The COVID-19 pandemic is a public health crisis of unprecedented proportions and complexity. It has resulted in a profound loss of human life as well as immense social and economic disruption. The disruption continues to significantly affect the U.S. economy and threatens to destabilize the world’s interdependent economy in ways never before seen. Unemployment in the United States has risen to levels not seen in nearly 100 years, with older workers having lost jobs at a faster rate than others.
The full impact of the crisis on both the economy and the health of the population is not yet known, but most experts agree the crisis will reshape society in significant ways.
The direct health impact of the coronavirus has been greatest on people with underlying health conditions, people of color and older adults — particularly those living in residential care settings. The effect on both nursing home residents and staff has been devastating. While nursing home residents represent less than 1 percent of the population, in 2020 they made up over 40 percent of deaths.
Racial and ethnic disparities in infections, hospitalizations and deaths due to COVID-19 are not random; they are the result of long-term inequality caused by a lack of social, economic and political opportunities. While these disparities contribute to chronic health conditions, structural factors — where people live and work, their access to health care and healthy food, lack of information, and racial discrimination — also play a large role.
In light of these challenges and dynamics, the following steps should be taken.
- Long-term care facilities must take steps to ensure the health, safety and quality of life of residents and should be held accountable for failure to do so. Facilities must help minimize disease transmission through the use of personal protective equipment, physical distancing requirements, and regular testing of residents, staff, and visitors. They must provide families with greater transparency about COVID-19 cases within the facility, and about treatment and discharge decisions. Given the importance of social connections in maintaining health and quality of life, they must actively combat social isolation by meeting federal guidelines so that in-person visitation can safely happen whenever possible and providing all residents with regular opportunities to virtually visit with their loved ones, particularly when in-person visits are not permitted. Long-term care facilities must be properly staffed and held accountable when residents are harmed, neglected, or abused.
- Policymakers must ensure access to affordable and high-quality health care for all and take meaningful steps to eliminate health disparities. It is essential that everyone has easy and safe access to testing and that financial barriers to treatment and care are removed, particularly during a public health crisis. People without health insurance and those in financial distress may have trouble paying for COVID-19 testing, treatment or vaccines and thus may be reluctant to get necessary services. With so many families having lost health insurance along with their jobs, providing access through other means is essential.
What’s more, the pandemic brought to the forefront the need for immediate and meaningful action to address racial and ethnic health disparities in this country. Black and Latino people are more likely than others to experience severe illness and death from COVID-19. And they face additional barriers to receiving testing, treatment and high-quality care. It is imperative to address lack of health coverage and provider shortages in underserved communities, including making concerted efforts to reduce bias in the type and quality of care that people in these communities receive.
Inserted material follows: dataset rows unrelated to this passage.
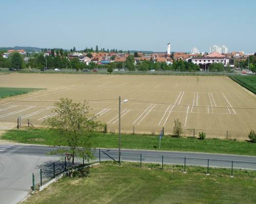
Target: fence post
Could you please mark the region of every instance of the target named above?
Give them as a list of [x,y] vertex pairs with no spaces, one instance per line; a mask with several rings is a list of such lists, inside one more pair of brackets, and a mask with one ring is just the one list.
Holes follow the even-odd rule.
[[99,149],[99,162],[100,163],[100,149]]
[[184,173],[186,173],[186,157],[184,157]]
[[141,168],[141,153],[140,154],[140,168]]
[[32,173],[32,190],[35,190],[35,175]]
[[40,186],[42,186],[42,169],[40,169]]
[[233,177],[233,160],[232,160],[231,166],[231,177]]
[[65,171],[67,171],[67,163],[66,163],[66,156],[65,156]]
[[210,175],[209,173],[209,159],[207,160],[207,173],[206,175]]
[[163,155],[162,155],[162,170],[163,170]]
[[53,178],[55,177],[55,163],[53,163]]

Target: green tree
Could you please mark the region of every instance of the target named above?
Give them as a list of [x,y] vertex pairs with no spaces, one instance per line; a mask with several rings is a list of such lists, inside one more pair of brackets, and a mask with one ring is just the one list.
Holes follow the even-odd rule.
[[146,61],[143,61],[142,62],[140,63],[139,65],[138,66],[138,69],[140,71],[142,72],[146,72],[148,70],[148,64],[147,64]]
[[130,71],[135,71],[135,65],[134,64],[134,57],[132,55],[129,55],[125,60],[125,67],[128,69]]
[[[57,113],[44,122],[48,128],[56,131],[55,153],[69,153],[72,157],[72,176],[74,157],[83,157],[88,162],[94,157],[92,152],[92,132],[100,130],[101,124],[89,114],[89,106],[83,103],[73,102],[72,99],[60,99],[55,103],[53,112]],[[63,147],[67,145],[68,148]]]
[[23,59],[20,54],[14,53],[12,56],[11,64],[12,67],[16,70],[20,70],[22,68]]
[[71,67],[72,69],[75,69],[77,71],[79,71],[79,70],[81,67],[80,63],[81,62],[80,62],[79,60],[76,57],[73,58],[70,61],[70,65],[71,65]]
[[110,74],[111,74],[113,72],[113,68],[112,67],[109,67],[108,68],[108,72],[109,72]]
- Policymakers and employers must better support workers, who need flexible and safe work environments and strong supports if they lose a job. The public health measures required to slow the spread of COVID-19 (that is, closures and stay-at-home orders) have contributed to widespread unemployment, with job losses hitting older workers particularly hard. Displaced workers need a stronger unemployment insurance system that both pays robust benefits and provides access to effective training and job counseling programs. Paid sick leave and family leave, as well as flexible work arrangements, where possible, are more important than ever. Workers need equipment and protocols to keep them safe from infection.
- Policymakers must support access to high-speed internet. Even before the pandemic, many experts saw digital access as a universal necessity in order to engage effectively in nearly all aspects of life, including with employers, the government, educational institutions and social circles. The importance of digital access has only increased as people try to minimize their exposure to possible infection. And critically during a pandemic, high-speed connections enable individuals, particularly older ones, to continue to receive necessary health care services and to see their clinicians through the use of telehealth from the safety of their home.
- Both the public and private sectors must act now to address current needs and to prepare for future public health crises. The health system must increase capacity in order to better handle large influxes of critically ill patients. An adequate supply of personal protective equipment must be available for medical professionals and other essential workers, as well as the general public. Contact tracing protocols, including those assisted by technology, should be developed, vetted and ready to deploy, with standards in place to protect the privacy of individuals.